So here’s the thing. Normally, I would be posting a full-blown album review for this Friday followed by another single review next week. However, that album review isn’t quite clicking for me right now but I’m going to aim to have it done for next Wednesday at the latest. In the meantime, I’m going to do another review of a single and it’s one that I find underrated among the rich discography of the Manic Street Preachers.
The Manics are a band with a fascinating history in the 90s. They put themselves out there by saying that their debut album Generation Terrorists was going to be the rock album to end all rock albums (Spoiler alert: it wasn’t, but good effort anyway), followed it up with the more commercial grunge of Gold Against The Soul, which I must admit I’m enjoying more than I thought I would, and then truly hit their stride with The Holy Bible. The latter has the distinction of being the ‘Richey’ album, being the magnum opus of the band’s songwriter and rhythm guitarist Richey Edwards. The man was one hell of a character with a myriad of issues both mental and physical which he channeled into the songs of the Manic Street Preachers. Unfortunately those issues also led to his disappearance before the band were to go to the US to promote the album. 25 years on, no one knows for certain what happened to him.
With their songwriter gone, you’d be forgiven for thinking that the Manics couldn’t continue without him. Then they released Everything Must Go. You better believe I’m gonna look at that one day on here and gush about it. Part of it still had Richey’s lyrics in, including Kevin Carter which is possibly my favourite Manics song, so it was up to the next album to prove they could truly survive without him.
This is My Truth Tell Me Yours is a mixed bag. On the one hand, If You Tolerate This Your Children Will Be Next is a song that for better or for worse refuses to age, and on the other there is You Stole the Sun From My Heart which I find a bit too poppy for my liking. Then we come to the final single released for this album in 1999, Tsunami.
Musically this is one of the least Manics-sounding songs they have produced, opening up with a sitar being plucked and creating an Asian flavour which stands out against the standard tunes from James’ guitar, Nicky’s bass and Sean’s drums. The chorus also brings us a wonderful little string arrangement which adds to the melancholy that surrounds the song. Considering the title of the song is Tsunami, the sitar kind of makes sense but not when you consider that the song centres around the Silent Twins, Jennifer and June Gibbons, who had a troubled life in the Manics’ home of Wales.
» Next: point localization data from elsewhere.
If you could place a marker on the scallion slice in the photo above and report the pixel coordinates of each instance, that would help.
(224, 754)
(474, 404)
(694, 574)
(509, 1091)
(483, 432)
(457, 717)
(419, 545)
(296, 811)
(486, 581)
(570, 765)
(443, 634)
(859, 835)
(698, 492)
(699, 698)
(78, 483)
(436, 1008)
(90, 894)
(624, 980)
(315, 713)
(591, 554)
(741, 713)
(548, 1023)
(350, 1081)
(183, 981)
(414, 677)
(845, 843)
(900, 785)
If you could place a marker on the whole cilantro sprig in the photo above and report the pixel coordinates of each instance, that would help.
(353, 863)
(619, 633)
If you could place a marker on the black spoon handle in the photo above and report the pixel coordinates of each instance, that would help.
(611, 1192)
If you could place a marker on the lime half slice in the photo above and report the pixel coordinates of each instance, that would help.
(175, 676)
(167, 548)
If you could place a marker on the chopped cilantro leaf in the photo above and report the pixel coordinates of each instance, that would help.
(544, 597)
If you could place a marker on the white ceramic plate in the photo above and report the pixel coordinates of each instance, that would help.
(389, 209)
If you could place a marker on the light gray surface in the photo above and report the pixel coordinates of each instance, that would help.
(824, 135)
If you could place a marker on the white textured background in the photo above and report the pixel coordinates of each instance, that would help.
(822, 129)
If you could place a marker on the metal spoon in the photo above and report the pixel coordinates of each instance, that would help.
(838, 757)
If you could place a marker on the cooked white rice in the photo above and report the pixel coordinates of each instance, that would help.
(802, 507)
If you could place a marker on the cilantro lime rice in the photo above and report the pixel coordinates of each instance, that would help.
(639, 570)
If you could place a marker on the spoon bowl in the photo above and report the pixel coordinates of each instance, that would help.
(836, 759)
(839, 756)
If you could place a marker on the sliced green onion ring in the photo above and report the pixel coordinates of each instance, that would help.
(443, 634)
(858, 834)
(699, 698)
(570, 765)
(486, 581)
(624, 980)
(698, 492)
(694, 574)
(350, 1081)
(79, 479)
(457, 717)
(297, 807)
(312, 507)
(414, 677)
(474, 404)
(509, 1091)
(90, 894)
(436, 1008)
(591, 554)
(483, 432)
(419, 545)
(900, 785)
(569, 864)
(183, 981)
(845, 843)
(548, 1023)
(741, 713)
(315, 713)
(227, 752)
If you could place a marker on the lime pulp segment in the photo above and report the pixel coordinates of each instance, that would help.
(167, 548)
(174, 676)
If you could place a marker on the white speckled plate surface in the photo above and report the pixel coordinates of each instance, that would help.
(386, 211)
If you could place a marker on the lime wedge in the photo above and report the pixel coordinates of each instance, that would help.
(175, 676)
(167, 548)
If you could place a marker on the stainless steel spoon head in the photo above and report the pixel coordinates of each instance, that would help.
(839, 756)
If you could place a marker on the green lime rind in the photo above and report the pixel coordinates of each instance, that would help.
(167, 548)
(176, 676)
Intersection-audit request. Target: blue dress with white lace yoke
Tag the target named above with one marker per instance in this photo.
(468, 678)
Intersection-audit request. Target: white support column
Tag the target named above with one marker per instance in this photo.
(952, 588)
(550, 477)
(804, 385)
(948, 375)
To cut a long story short, the two were inseparable and refused to speak to anyone except themselves, and had a career in crime that led to imprisonment in Broadmoor. Like the aforementioned Kevin Carter, it is a melancholic and downright sad piece about real life figures only this time it’s from the perspective from one of the sisters as opposed to being in the third person, which is a lot more effective. The narrator agonises over their inseparable nature (‘Holding on to me forever’), the futility of their lifestyle (‘Can’t work at this anymore/Can’t move, I want to stay at home’) and the titular tsunami of emotion over it all. The lyrics are easily the best part of this song, scratching the surface of the Twins’ tale and creating an emotional rollercoaster. Hell, you hear the line ‘Disco dancing with the rapists’ in the first verse, you know you’re going to be listening to a good one.
In a way, there’s a chance that the Manics found the two almost as enigmatic as they had Richey, especially the way their stories ended; in mystery. While Richey disappeared, never to be seen again, the twins had agreed that one of them had to die for the other to lead a normal life and start speaking again. Jennifer had offered herself as ‘sacrifice’ and sure enough she passed away from heart inflammation as the two were being transferred to Caswell Clinic. No explaination could be found as to why this happened. June went on to live a normal, ‘free’ life.
So like I say, the Manics were still testing the waters without Richey and This is My Truth… was a mixed bag. But Tsunami is proof that they can still make songs like Kevin Carter and Nicky Wire could easily fill his best friend’s shoes by writing them up. The different sound of the song is, to quote a certain Star Wars meme, a surprise to be sure but a welcome one, and I always like it when bands stretch out and experiment with other instruments like the Manics do here with the sitar and strings. The band’s 21st century output is a hotbed for debate but songs like this proved they had staying power, and achieving the first UK number one of the millennium with their next single solidified that.
One last thing. If I ever get to see the Manic Street Preachers live, I hope they play this one. The studio version is great, but the live versions from Top of the Pops (Yes, they actually played TOTP live with no miming) and the Leaving The 20th Century concert are superb. Check them out if you have time.